6V6 max rated plate volts is 350V.
6V6 max rated screen volts is 315V.
The screen dictates the absolute maximum B+
A typical application of 6V6 push pull is 250V to 285V on the screen and the plate, with an output transformer of 8000 to 10000 Ohms.
The 5Y3 rectifier applications show a 10uF capacitor, not a 40uF cap (rather large).
The power supply is CRC, and does not have much ripple filtering.
For push pull, a good portion of the ripple is cancelled out because it is common mode on the output transformer. However, any imbalance of the tubes and transformer now appears as hum in the speaker.
You might use a 10uF input cap (easier on the 5Y3), then perhaps a 5 Henry choke, then the 40uF cap, followed by the resistor and the other 40uF cap.
This will have good ripple filtering, but will add weight and expense (choke).
Be sure to line up the choke and power transformer, so their fields do not introduce hum in the output transformer.
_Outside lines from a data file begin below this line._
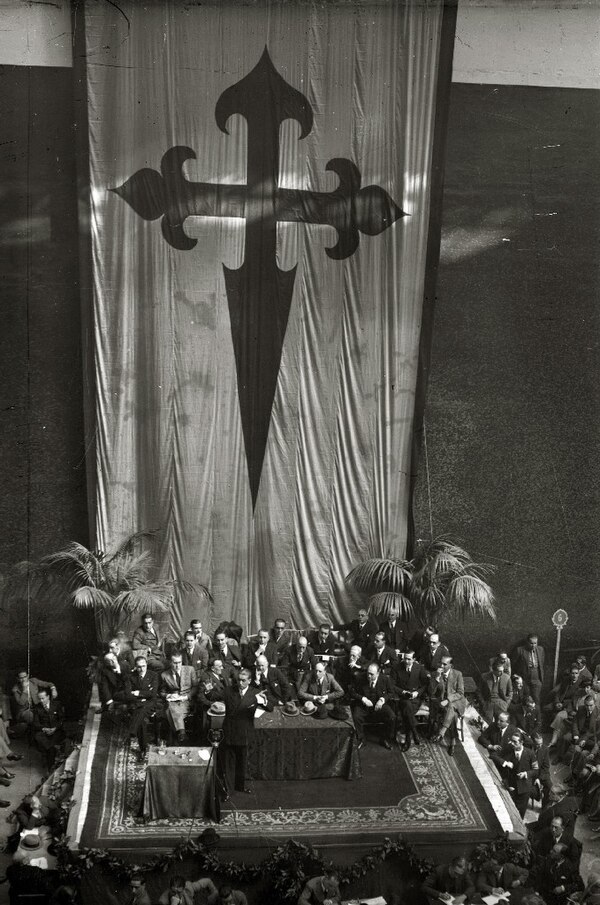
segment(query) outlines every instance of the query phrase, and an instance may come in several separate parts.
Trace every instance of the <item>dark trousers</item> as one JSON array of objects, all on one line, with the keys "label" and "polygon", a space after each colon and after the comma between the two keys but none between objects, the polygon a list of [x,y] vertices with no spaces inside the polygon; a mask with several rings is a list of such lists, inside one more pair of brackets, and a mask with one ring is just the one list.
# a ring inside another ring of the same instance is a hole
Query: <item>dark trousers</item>
[{"label": "dark trousers", "polygon": [[246,788],[246,768],[248,764],[247,745],[221,745],[219,748],[221,775],[225,787],[243,792]]},{"label": "dark trousers", "polygon": [[380,739],[382,741],[384,739],[393,740],[396,715],[389,704],[384,704],[381,710],[375,710],[374,707],[365,707],[364,704],[357,704],[352,710],[352,716],[354,717],[356,735],[359,741],[364,738],[365,723],[379,723]]}]

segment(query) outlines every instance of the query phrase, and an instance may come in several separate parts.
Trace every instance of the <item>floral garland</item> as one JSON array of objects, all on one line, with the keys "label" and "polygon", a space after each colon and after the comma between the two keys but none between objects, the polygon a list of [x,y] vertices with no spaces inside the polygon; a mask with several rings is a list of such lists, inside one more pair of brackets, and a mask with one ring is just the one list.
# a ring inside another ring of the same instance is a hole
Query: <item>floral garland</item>
[{"label": "floral garland", "polygon": [[401,858],[417,880],[424,879],[433,867],[431,861],[420,858],[402,837],[395,842],[389,838],[384,839],[381,845],[375,846],[354,864],[341,868],[336,868],[331,861],[325,860],[312,845],[293,840],[276,848],[260,864],[222,861],[214,851],[207,850],[201,842],[193,840],[183,842],[165,854],[155,855],[143,864],[123,861],[106,849],[86,848],[73,852],[68,842],[66,836],[56,842],[59,871],[63,880],[80,881],[87,871],[99,866],[126,882],[134,874],[165,873],[177,862],[193,857],[201,871],[225,877],[230,883],[253,883],[268,877],[273,901],[297,899],[306,880],[324,870],[336,870],[340,883],[346,885],[370,873],[390,857]]}]

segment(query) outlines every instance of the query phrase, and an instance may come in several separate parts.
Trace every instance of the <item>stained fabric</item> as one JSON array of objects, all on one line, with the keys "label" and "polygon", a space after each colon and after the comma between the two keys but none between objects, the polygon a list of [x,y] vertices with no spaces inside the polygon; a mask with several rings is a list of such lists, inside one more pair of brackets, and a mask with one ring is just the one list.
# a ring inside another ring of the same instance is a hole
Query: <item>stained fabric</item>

Use 90 degree orientation relative to the output transformer, and put some space between them and the output transformer.
With about 45V drop on a 5Y3, about a 450V to a 470V Center Tap High Voltage secondary will give about 265VDC to 279VDC, including a 4V drop in the 10uF (middle of first ripple) and a 7V drop in the choke (100 Ohm DCR, and 70mA draw). You may have to adjust this some.
The old circuit uses (Shade?) feedback, similar RH SE amps feedback, only push pull feedback. Nice idea.